For those who follow such things, professional cycling proves to be fascinating. And July is the best month of all, since it features the three-week long Tour de France, a wonderful extravaganza of athleticism, endurance and marketing hype.
For the first time ever, pundits are touting a rider from Great Britain -- Bradley Wiggins -- as a possible, even a probable winner. So can data analysis offer Bradley any advice to maximise his chances of donning the fabled Yellow Jersey in Paris?
As with many sports, data relating to past performances are available if you care to look. In this case, though, some relevant data was easy to find, since an analysis of the 2005 Tour is featured in the excellent book by Theus and Urbanek titled Interactive Graphics for Data Analysis. You can download the data via the website for the book, or alternatively, you can get the data already prepared as a JMP table from the JMP File Exchange (download requires a free SAS profile).
Figure 1 shows the teams and the ages of the riders who started the race. Note that the rider who won the race to Paris is shown as a yellow dot, and his teammates as red dots (this coloring is also used in subsequent graphs).
Figure 2 shows the overall ranking of each rider after every stage, in the form of a Parallel Plot. For those unfamiliar with this display, it was developed by Alfred Inselberg, and it is a great way to show structure and univariate and multivariate outliers when you have lots of variables. Although one can use colors, sizes and shapes to extend the traditional scatterplot representation of data, this idea soon runs out of steam.
The Parallel Plot solves this problem neatly simply by stacking up coordinate axes next to each other in a vertical arrangement. Figure 2 shows that the 2005 Tour consisted of 21 stages. With this representation, you can have a large number of variables before the plot becomes unwieldy, and observations become represented as lines rather than the points. This means that the Parallel Plot has some interesting features, but also some shortcomings, so it illustrates the more general idea that no single visualisation will be able to reveal everything about your data.
The labels on the horizontal axis in Figure 2 show what cycling fans know already, namely that the stages of the Tour fall into certain types, for which certain types of riders are more suited physiologically. In this case, a (TT) indicates a time trial stage (in which riders compete individually and can’t cooperate with team members or allies), and an (M) indicates a mountain stage (often involving vertical height gains of 3,000 meters or more). Note that, as might be expected, such stages often involve a lot of "mixing" of the riders (as shown by the lines criss-crossing).
Of course, the Yellow Jersey is awarded to the rider in Paris who has the quickest overall race time, so ranks tell only part of the story. With the possible exception of Year of Birth in Figure 1, remember that "smaller is better" when looking at the vertical scales in the figures. Figure 3 shows the rider’s time for each stage and gives an overall feel for how the route was made up. Note that in the Parallel Plots, we have used Transparency less than 1 (right-click in the Graph Box to set this value), and we have also selected all riders in the team of the winner. Using Transparency and selecting rows (by the Data Filter or some other view) can be very informative when you have lots of variables.

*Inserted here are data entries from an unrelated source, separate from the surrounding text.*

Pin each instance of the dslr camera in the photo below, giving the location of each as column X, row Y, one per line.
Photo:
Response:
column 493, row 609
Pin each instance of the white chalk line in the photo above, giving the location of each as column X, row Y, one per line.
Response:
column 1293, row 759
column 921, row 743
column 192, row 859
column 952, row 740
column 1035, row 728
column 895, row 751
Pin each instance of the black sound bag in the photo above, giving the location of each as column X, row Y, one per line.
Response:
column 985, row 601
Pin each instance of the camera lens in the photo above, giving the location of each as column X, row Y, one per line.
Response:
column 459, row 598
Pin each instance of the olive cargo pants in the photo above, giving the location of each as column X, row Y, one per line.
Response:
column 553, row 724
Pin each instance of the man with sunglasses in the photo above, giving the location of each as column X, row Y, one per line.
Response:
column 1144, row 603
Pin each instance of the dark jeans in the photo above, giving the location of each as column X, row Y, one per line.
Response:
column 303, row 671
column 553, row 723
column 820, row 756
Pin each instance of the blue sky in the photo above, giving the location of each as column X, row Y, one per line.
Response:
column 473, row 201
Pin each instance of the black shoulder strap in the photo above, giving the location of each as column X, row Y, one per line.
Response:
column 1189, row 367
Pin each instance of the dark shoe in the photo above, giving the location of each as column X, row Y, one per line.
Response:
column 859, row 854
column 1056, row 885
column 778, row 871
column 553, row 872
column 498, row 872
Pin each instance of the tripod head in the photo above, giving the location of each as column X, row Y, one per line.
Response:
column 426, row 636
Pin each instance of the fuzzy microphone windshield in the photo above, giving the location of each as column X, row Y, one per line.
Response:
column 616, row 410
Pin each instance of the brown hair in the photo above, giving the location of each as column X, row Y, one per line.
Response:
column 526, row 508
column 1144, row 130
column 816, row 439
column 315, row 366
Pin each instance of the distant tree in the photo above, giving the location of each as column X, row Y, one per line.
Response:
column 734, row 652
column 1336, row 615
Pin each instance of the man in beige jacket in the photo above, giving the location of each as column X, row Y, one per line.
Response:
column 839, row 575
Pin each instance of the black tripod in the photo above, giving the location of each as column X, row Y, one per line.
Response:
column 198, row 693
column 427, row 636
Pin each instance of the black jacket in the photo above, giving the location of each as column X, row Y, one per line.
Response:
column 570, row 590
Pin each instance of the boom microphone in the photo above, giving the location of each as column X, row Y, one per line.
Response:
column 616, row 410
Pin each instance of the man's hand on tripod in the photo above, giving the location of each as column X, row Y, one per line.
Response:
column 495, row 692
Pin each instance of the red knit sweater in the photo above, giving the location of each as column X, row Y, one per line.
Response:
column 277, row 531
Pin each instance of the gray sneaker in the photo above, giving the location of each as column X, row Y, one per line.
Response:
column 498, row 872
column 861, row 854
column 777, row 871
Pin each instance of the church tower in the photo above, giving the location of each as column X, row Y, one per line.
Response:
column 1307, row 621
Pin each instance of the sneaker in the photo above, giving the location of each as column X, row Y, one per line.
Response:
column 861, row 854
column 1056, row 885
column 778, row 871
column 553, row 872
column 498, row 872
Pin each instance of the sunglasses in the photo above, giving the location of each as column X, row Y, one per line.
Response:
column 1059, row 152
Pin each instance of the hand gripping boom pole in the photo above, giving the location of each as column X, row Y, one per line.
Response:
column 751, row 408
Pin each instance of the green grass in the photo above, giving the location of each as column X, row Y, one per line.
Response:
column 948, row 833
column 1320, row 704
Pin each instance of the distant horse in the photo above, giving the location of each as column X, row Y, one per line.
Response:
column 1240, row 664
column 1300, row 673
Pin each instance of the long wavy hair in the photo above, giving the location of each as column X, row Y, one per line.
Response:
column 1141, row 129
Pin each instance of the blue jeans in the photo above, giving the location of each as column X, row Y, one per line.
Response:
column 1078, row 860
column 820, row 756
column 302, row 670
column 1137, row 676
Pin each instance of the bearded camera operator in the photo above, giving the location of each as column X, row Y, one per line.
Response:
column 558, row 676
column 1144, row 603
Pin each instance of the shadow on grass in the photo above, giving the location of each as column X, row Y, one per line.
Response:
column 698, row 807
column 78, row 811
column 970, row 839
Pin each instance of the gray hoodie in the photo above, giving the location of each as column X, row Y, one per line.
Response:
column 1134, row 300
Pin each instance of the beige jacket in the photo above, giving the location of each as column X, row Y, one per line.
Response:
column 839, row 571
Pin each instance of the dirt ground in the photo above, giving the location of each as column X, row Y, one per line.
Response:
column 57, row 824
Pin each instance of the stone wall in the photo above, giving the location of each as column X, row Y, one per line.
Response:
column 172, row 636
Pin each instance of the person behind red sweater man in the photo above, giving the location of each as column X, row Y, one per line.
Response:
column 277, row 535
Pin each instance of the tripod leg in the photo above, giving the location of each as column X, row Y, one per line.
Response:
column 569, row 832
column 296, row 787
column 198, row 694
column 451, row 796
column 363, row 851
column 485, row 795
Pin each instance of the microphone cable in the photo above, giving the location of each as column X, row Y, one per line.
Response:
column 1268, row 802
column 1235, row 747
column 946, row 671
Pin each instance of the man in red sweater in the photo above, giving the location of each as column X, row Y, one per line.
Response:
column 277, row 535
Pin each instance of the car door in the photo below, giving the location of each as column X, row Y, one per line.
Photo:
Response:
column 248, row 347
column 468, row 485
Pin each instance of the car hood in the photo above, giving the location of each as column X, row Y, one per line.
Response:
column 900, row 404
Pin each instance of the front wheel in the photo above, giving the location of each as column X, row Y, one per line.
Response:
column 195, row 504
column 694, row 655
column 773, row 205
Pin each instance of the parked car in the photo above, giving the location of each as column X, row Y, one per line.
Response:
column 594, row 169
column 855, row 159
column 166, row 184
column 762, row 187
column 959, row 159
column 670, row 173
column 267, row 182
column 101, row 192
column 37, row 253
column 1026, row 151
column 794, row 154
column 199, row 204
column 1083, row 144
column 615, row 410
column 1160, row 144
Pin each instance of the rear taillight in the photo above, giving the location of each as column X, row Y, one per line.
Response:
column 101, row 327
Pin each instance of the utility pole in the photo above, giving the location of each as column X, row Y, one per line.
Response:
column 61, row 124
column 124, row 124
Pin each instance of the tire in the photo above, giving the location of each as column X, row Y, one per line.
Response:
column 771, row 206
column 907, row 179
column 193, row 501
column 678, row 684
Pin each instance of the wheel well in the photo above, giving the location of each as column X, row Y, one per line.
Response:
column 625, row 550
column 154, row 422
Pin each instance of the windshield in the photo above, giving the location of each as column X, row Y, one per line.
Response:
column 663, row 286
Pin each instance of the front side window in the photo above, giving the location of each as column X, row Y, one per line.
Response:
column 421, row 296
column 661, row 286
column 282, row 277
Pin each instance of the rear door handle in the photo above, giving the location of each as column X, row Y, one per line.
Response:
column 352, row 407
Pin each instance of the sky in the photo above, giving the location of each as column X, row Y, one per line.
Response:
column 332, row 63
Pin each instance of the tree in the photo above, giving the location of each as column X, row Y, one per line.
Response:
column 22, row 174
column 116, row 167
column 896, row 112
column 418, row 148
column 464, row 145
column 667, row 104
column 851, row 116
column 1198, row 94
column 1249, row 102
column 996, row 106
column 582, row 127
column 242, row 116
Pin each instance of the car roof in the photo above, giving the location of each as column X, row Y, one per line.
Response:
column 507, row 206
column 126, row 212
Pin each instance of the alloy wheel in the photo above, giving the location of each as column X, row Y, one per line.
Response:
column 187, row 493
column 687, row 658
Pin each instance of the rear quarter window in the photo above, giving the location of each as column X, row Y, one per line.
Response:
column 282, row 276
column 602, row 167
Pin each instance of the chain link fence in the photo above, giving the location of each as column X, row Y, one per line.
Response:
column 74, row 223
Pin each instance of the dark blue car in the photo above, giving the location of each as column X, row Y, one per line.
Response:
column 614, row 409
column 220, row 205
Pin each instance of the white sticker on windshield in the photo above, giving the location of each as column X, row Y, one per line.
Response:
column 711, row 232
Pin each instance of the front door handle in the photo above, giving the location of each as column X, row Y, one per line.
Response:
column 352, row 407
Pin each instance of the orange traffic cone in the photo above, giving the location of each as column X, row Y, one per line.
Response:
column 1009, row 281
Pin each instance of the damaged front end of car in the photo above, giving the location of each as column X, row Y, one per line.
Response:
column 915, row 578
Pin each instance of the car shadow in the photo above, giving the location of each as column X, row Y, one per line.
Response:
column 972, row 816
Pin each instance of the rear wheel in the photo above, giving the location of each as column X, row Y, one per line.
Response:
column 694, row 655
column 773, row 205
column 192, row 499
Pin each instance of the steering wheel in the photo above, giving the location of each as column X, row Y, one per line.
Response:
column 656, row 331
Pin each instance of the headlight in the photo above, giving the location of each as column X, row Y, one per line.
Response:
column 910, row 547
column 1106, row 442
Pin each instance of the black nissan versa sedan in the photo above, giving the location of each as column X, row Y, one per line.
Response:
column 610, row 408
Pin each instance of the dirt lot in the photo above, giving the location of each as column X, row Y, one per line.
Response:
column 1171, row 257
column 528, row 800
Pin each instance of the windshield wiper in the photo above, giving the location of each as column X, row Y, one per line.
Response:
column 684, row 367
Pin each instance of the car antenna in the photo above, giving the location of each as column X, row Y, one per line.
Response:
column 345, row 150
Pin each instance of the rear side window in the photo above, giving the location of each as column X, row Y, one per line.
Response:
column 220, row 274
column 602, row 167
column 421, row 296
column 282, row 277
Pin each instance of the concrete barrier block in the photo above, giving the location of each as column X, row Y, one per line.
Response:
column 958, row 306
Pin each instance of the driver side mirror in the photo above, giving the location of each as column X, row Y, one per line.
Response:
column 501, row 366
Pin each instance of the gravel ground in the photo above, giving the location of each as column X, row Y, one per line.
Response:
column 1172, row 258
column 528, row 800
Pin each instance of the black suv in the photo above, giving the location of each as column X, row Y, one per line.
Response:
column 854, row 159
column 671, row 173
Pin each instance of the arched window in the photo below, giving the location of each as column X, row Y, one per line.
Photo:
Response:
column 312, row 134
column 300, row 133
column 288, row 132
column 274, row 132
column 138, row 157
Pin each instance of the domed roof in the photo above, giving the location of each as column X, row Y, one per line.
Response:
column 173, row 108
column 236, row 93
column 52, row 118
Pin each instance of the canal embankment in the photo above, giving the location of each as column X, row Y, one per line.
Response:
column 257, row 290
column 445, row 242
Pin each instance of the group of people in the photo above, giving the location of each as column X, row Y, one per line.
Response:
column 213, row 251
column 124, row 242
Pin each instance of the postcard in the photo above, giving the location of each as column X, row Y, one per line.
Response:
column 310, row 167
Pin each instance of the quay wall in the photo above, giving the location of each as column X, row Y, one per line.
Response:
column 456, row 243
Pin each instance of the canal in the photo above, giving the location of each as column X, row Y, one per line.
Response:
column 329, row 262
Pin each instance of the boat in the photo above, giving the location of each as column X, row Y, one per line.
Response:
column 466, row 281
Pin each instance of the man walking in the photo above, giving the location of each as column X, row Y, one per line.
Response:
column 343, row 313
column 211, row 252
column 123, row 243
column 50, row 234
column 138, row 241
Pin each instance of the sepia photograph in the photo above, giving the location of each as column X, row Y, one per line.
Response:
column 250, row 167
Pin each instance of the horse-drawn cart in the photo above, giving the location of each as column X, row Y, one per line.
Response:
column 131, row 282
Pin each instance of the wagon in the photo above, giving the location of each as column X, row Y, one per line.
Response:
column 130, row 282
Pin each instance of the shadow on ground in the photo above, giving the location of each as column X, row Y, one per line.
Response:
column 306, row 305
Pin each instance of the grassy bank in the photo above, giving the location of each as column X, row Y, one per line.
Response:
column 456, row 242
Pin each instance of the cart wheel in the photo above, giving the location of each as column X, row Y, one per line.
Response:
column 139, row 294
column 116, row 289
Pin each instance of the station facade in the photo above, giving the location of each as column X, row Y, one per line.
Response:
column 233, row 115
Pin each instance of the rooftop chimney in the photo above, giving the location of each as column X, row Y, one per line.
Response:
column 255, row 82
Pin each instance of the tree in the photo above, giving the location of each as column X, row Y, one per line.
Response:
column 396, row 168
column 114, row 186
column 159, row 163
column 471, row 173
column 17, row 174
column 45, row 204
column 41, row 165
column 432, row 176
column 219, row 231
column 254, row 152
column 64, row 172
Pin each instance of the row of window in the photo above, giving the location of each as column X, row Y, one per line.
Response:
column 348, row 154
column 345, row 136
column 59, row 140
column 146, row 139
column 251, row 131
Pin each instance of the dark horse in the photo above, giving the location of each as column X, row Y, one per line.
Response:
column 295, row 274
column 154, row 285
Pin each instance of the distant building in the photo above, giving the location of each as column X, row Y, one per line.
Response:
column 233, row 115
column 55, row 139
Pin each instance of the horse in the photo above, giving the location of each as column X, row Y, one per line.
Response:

Figure 4 shows the cumulative time of each rider after each stage. Note that neither Figure 4 nor Figure 3 gives much insight into individual performances due to the vertical scaling. Although Parallel Plot has some inbuilt scaling options, sometimes more informative displays can be made by defining auxiliary formula columns and plotting these. In this case, it’s helpful to take the cumulative times at a given stage and subtract the median cumulative time at that stage from all the values. This gives rise to Figure 4. Figure 4 gives a nice visual representation of the entire race history, showing how individual riders fared relatively at each stage.
Theus and Urabek have some further analysis of the data, so what general guidance can we offer Bradley as a result? The simple and obvious answer is "get to Paris quickest"! This involves a number of aspects, including not being forced to abandon due to a crash (as in 2011), and having team members who can help and finish close by whatever the type of stage (time trials excluded, of course). Whatever happens, it will be certainly interesting to see how things unfold. At the first rest day (after Stage 9), Bradley was in yellow. Come on, Brad!
Finally, and those who follow cycling will know already, the Tour winner in 2005 was Lance Armstrong riding for the Discovery Channel. Figures 2 and 5 clearly show a commanding, even superhuman performance. Those who are interested might care to read about the latest charges against Armstrong.